Though you could have fooled me.
Here, said she, Is your card, the Tower
(A really big mother—man, it’s huge).
Here is Megan Kelly, the Lady of Fox,
The lady of situations.
Here is the Magician (he still looks like a Kenyan to me), here is the Wheel,
And here is the one-eyed merchant—wait, that can’t be right, it looks like me—
They love me in Scotland—but this card
Is blank. Don’t tell me: it’s a description of the future.
I don’t find the Hanged Man, with the Republican
Bow-tie over the neoliberal tree.
I see crowds of people marching down Fifth Avenue.
Thank you, thank you. I know you hate me, but, hey,
At least you keep calling out my name.
I’m bringing the horoscope myself, by the way.
Me, I’ve always been my own fortune teller.
O O O O that Trumpeherian rag—
It’s so inelegant,
So unintelligent.
“What shall I do now? What shall I do?”
I don’t know—call Elizabeth Warren?
“I shall rush out as I am, and walk the street
With my hair down, so. [You’re kidding me!]
What shall we do tomorrow? What shall we ever do?”
Hurry up please it’s time
Well, you could have voted.
To get rid of this Unreal City.
Washington is falling down falling down falling down.
Donald’s mad againe.
Data sucks. Dayadvham Barron. Damdata.
Shame ye shame ye shame ye
_____
John Milton (1608−1675): English poet, author of Paradise Lost, “Samson Agonistes,” “Lycidas” and other poems.
Matsuo Bashō (1644−1694): Poet of haiku, active during the Edo period in Japan.

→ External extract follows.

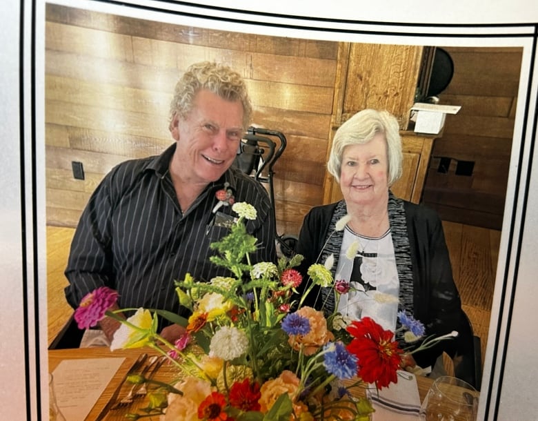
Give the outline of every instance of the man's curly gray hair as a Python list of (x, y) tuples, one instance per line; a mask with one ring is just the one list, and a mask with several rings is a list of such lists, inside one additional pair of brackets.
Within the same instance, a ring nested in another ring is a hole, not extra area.
[(210, 61), (191, 65), (177, 82), (170, 104), (170, 120), (176, 114), (185, 118), (192, 109), (195, 97), (202, 89), (227, 101), (240, 101), (243, 105), (243, 128), (246, 130), (252, 107), (244, 80), (228, 66)]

Emily Dickinson (1830−1886): American poet, prolific, profoundly influential after her death, almost unpublished in her lifetime.
- S. Eliot (1888–1965): Anglo-American poet, author of “The Love Song of J. Alfred Prufrock” and “The Waste Land.”
Christopher Bernard is co-editor of the webzine Caveat Lector. He is also a novelist and playwright. His new poetry collection, Chien Lunatique, is forthcoming.